Лежать неподвижно значит признать, что это не сердечный приступ, не результат волнений и переутомления, думал он, а нечто более серьезное, допустим, инфаркт. Если он долежит так до утра и Алан Джайлс обнаружит его в таком состоянии, когда придет звать на завтрак, то начнется паника, его непременно отправят в больницу – «здесь, в Англии…». Да и долежит ли до утра с этим кошмарным вопросом: «Неужели?..» Можно так распустить себя в мыслях, что с ума сойдешь или сотворишь непоправимое, как тогда, когда они побежали по чистому полю – «от танка-то!..».

«Нет, Митя, ты подожди, – сопротивлялся Взоров. – Я приду к тебе. Обязательно приду. Но чуть позже. Дай мне все же выполнить этот долг. Наш с тобой долг. Понимаешь?..»

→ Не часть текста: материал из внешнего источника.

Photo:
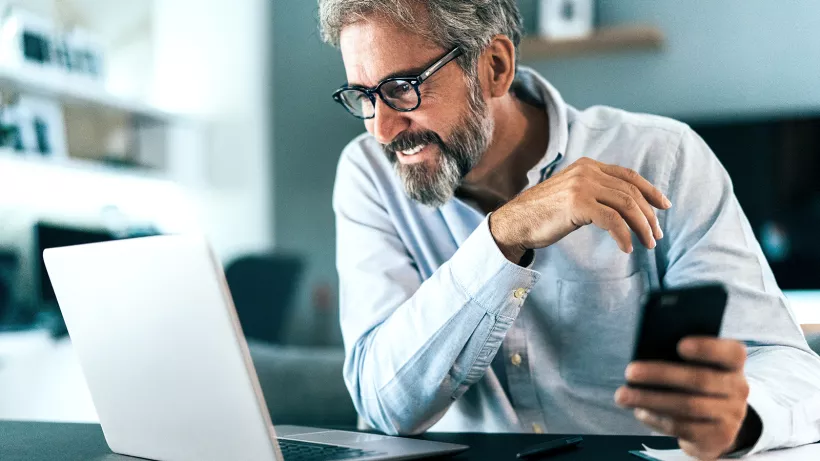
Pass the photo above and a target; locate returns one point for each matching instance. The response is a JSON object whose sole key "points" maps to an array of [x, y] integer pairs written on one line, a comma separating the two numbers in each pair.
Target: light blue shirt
{"points": [[441, 332]]}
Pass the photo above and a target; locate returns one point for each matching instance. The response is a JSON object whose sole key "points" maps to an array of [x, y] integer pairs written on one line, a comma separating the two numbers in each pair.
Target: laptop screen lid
{"points": [[152, 323]]}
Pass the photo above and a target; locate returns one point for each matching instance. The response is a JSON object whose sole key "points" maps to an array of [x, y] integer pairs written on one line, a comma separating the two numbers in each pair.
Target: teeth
{"points": [[414, 150]]}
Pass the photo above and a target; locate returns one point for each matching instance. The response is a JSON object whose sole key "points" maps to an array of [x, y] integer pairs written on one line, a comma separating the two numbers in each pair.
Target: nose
{"points": [[387, 123]]}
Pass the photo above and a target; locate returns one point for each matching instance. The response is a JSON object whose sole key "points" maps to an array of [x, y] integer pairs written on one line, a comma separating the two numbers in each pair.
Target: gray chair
{"points": [[303, 386], [263, 288]]}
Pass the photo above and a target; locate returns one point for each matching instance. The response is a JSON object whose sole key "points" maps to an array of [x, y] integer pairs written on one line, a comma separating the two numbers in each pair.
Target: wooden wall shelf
{"points": [[608, 39]]}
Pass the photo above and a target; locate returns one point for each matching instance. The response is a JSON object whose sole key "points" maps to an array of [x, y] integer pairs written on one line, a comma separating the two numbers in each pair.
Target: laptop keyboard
{"points": [[306, 451]]}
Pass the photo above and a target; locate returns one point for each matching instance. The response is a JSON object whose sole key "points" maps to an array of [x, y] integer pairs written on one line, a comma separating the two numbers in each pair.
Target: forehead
{"points": [[373, 49]]}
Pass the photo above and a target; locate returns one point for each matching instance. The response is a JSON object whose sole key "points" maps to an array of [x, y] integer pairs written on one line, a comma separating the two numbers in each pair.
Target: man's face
{"points": [[436, 145]]}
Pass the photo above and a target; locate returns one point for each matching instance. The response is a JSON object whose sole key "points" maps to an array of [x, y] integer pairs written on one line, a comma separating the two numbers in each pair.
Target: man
{"points": [[490, 280]]}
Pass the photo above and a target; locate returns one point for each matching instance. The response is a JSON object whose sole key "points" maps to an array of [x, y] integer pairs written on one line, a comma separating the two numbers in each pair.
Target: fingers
{"points": [[723, 353], [631, 212], [679, 406], [706, 440], [652, 195], [611, 221], [633, 191], [690, 378]]}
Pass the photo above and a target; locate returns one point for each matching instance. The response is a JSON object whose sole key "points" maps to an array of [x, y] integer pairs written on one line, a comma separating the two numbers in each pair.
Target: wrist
{"points": [[505, 237]]}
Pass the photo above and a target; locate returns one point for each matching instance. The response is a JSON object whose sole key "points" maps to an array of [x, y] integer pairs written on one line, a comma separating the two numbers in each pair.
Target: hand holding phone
{"points": [[671, 315]]}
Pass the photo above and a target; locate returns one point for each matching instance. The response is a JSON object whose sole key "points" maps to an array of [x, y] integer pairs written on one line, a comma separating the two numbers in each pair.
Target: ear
{"points": [[499, 60]]}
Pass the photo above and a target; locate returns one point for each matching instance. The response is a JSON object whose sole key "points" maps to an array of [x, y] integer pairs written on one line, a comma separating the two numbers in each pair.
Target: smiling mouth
{"points": [[414, 150]]}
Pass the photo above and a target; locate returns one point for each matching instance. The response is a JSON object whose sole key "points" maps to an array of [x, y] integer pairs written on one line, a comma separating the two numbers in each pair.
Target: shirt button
{"points": [[516, 359]]}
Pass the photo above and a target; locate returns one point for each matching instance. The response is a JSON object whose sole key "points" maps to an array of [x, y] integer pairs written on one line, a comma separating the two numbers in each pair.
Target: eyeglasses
{"points": [[399, 93]]}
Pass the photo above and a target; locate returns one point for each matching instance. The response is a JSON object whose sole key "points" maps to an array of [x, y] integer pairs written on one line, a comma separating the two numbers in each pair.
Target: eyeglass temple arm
{"points": [[439, 64]]}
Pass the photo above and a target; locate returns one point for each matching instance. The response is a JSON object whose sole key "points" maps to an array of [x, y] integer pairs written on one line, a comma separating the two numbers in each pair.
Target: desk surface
{"points": [[31, 441]]}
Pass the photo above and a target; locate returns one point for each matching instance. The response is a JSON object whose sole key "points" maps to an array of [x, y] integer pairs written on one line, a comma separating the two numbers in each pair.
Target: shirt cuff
{"points": [[488, 277], [776, 421]]}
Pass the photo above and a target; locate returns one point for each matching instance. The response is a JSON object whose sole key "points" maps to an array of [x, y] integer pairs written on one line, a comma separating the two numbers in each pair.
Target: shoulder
{"points": [[651, 144], [630, 125]]}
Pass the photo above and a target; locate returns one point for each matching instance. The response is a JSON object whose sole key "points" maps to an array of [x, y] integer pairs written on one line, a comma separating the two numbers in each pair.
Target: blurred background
{"points": [[131, 118]]}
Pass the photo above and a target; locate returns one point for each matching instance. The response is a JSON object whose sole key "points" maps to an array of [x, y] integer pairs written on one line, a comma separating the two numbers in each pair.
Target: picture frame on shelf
{"points": [[566, 19]]}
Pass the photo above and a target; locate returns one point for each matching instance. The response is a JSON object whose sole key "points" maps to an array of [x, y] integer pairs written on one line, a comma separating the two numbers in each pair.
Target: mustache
{"points": [[406, 141]]}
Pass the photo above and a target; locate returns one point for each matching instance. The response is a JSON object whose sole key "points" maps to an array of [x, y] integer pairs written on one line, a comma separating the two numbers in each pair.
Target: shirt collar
{"points": [[531, 86]]}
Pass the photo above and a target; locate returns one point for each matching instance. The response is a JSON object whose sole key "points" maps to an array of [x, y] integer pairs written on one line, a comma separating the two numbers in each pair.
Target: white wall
{"points": [[210, 59]]}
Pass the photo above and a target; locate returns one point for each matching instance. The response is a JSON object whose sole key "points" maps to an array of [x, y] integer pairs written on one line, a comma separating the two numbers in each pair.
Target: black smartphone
{"points": [[670, 315]]}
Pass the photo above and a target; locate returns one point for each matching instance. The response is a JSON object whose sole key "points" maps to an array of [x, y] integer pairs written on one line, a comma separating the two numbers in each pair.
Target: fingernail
{"points": [[629, 371]]}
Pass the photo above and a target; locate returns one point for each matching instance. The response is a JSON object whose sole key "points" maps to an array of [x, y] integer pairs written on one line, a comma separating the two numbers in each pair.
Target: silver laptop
{"points": [[153, 325]]}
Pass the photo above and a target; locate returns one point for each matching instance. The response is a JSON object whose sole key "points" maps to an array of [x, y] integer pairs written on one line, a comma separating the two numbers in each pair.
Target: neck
{"points": [[520, 139]]}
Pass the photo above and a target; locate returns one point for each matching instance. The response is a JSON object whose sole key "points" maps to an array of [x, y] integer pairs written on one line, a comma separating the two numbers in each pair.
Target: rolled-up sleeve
{"points": [[413, 346], [709, 239]]}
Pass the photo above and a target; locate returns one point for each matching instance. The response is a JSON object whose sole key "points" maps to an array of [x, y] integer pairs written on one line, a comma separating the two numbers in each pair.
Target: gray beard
{"points": [[435, 184]]}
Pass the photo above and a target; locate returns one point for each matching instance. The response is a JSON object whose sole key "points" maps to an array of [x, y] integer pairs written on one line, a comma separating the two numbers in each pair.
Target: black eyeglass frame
{"points": [[415, 82]]}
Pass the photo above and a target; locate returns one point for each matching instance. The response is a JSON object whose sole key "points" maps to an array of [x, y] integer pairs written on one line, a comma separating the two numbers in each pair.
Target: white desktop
{"points": [[805, 304]]}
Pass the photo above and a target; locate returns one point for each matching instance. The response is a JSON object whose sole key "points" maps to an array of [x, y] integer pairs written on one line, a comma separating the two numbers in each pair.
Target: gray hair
{"points": [[469, 24]]}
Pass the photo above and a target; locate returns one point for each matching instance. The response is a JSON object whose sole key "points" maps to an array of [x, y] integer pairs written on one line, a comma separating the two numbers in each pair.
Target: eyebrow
{"points": [[413, 72]]}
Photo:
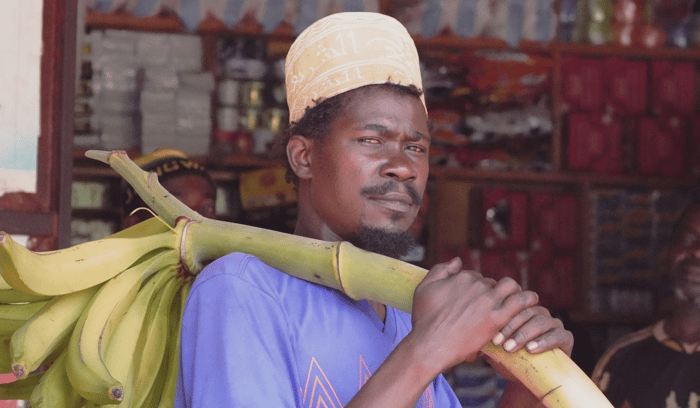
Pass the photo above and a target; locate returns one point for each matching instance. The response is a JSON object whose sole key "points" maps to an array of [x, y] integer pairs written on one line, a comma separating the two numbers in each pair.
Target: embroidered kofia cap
{"points": [[346, 51]]}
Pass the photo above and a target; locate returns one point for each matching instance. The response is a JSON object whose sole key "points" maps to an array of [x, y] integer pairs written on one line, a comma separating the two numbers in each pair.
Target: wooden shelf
{"points": [[90, 213], [610, 319], [596, 180], [26, 223], [172, 24]]}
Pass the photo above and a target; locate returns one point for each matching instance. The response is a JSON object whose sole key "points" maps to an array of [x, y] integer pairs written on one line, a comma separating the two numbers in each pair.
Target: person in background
{"points": [[659, 366], [357, 149], [181, 176]]}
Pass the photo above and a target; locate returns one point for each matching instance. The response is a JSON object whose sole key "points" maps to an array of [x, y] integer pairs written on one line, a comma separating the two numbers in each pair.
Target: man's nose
{"points": [[399, 166]]}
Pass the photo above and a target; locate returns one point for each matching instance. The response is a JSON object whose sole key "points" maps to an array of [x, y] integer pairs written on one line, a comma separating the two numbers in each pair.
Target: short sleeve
{"points": [[236, 348]]}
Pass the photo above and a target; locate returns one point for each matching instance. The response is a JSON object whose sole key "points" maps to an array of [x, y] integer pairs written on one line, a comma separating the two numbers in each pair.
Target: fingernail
{"points": [[498, 339]]}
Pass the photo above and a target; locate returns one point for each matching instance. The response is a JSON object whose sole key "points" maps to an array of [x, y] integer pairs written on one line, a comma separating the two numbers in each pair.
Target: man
{"points": [[357, 149], [659, 366], [183, 177]]}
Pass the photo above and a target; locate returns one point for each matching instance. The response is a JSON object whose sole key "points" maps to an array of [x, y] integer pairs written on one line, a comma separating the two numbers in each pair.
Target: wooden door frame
{"points": [[55, 144]]}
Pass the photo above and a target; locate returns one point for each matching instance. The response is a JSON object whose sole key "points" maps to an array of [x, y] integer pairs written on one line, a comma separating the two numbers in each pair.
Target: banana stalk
{"points": [[551, 376]]}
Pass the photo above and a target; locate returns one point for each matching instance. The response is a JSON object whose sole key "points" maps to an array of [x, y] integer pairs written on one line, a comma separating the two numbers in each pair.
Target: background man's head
{"points": [[181, 176], [682, 257], [357, 110]]}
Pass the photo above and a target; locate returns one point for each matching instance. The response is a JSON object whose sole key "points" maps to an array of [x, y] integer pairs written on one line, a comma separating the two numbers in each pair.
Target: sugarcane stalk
{"points": [[551, 376]]}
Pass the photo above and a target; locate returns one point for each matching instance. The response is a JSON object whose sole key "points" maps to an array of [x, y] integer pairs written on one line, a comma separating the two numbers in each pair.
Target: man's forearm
{"points": [[517, 395], [399, 381]]}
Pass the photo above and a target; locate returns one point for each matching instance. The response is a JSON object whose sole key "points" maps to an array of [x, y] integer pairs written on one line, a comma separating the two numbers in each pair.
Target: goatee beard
{"points": [[393, 244]]}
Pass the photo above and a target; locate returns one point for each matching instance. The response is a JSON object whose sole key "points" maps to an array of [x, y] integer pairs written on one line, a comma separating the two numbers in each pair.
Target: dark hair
{"points": [[317, 120]]}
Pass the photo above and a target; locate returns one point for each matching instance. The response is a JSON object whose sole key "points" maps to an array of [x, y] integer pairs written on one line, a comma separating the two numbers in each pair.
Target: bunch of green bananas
{"points": [[106, 314]]}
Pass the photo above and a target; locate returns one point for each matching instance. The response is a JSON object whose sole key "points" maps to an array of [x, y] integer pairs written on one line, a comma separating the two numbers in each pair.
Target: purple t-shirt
{"points": [[253, 336]]}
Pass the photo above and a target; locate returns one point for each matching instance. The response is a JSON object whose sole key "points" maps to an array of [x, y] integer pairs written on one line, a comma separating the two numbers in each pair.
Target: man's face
{"points": [[372, 169], [684, 257], [194, 191]]}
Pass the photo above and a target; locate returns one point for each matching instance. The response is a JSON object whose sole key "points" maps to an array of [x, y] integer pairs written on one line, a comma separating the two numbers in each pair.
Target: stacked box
{"points": [[661, 146], [595, 143], [505, 218], [673, 88], [582, 84], [625, 85]]}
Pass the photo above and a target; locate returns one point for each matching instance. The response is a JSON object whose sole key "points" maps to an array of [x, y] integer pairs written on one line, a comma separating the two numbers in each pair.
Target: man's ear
{"points": [[299, 152]]}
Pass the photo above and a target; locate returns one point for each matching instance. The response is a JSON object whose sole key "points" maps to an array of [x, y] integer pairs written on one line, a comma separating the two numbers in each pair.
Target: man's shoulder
{"points": [[244, 272]]}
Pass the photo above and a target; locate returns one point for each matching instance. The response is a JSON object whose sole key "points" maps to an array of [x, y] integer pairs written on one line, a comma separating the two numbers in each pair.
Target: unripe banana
{"points": [[167, 398], [85, 365], [13, 316], [152, 344], [54, 390], [20, 389], [345, 268], [122, 348], [46, 330], [5, 358], [81, 266], [9, 295]]}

Значит, не сдаваться, не думать о последствиях, а бороться, – приказывал себе Взоров. «Если я поднимусь, и булыжник сдвинется… Ну что ж, я упаду, и все будет мгновенно… А если выдержу, то тогда…» Ах, как же так случилось, что забыл нитроглицерин? Ведь уже второй год постоянно в кармане! Но надевал новый костюм, а в аэропорт – прямо с совещания. Лина спросила: «Ничего не забыл? – И добавила: – Очень меня беспокоит эта твоя поездка». А он беспечно отвечал: «Да ты что? Всего-то на два дня!» – «Не знаю, – призналась она, – места себе не нахожу».

Предчувствовала, женщины всегда предчувствуют несчастье, сказал себе. Ну, ладно… Так, значит, как? Подняться и позвонить Ветлугину – пусть быстренько привезет это самое… да, нитроглицерин. И, пожалуй, снотворное – «выспаться, обязательно выспаться надо…».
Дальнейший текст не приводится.